Dimensional Synthetic Eval Set
Generate eval inputs by enumerating tuples over named dimensions (persona × scenario × modality), not by free-form LLM prompting that mode-collapses to a few archetypes.
Intent & Description
🎯 Intent
Make coverage gaps in your eval set visible and auditable, not hidden behind volume.
📋 Context
You asked an LLM to ‘generate 200 eval prompts for this feature’ and got 200 prompts that all look suspiciously similar — covering three archetypes out of 30. Your eval set looks large but covers a sliver of the actual input space.
💡 Solution
Explicitly name the dimensions of your input space: persona (new user / power user / staff), feature variant, scenario (success / failure / ambiguous), modality (text / voice / image). Generate the cross-product of tuples; sample if it’s too large. For each tuple, ask the LLM to generate eval inputs grounded in those specifics. Coverage gaps are now visible — the tuple grid shows which combinations are empty.
Real-world Use Case
- Eval set is being expanded and coverage actually matters.
- Input space has natural dimensions the team can name.
- Mode-collapse in free-form generation has been observed or is suspected.
Source
📌 TL;DR
Don’t ask an LLM to ‘generate 200 evals.’ Name your dimensions, enumerate tuples, seed generation from each. Coverage gaps become visible.

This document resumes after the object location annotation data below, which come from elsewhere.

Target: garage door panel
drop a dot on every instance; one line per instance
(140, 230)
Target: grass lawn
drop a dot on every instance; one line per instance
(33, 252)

Mode-collapse can’t hide.
Advantages
- Coverage is auditable as a tuple grid — no vibe-checking required.
- Mode-collapse can’t hide poor coverage on a named dimension.
- Adding a new dimension is an explicit decision, visible to everyone.
Disadvantages
- Tuple cardinality explodes fast if you name too many dimensions.
- Some tuple combinations are nonsensical and waste generation budget.
- Dimensions must capture meaningful variance — arbitrary axes produce meaningless coverage.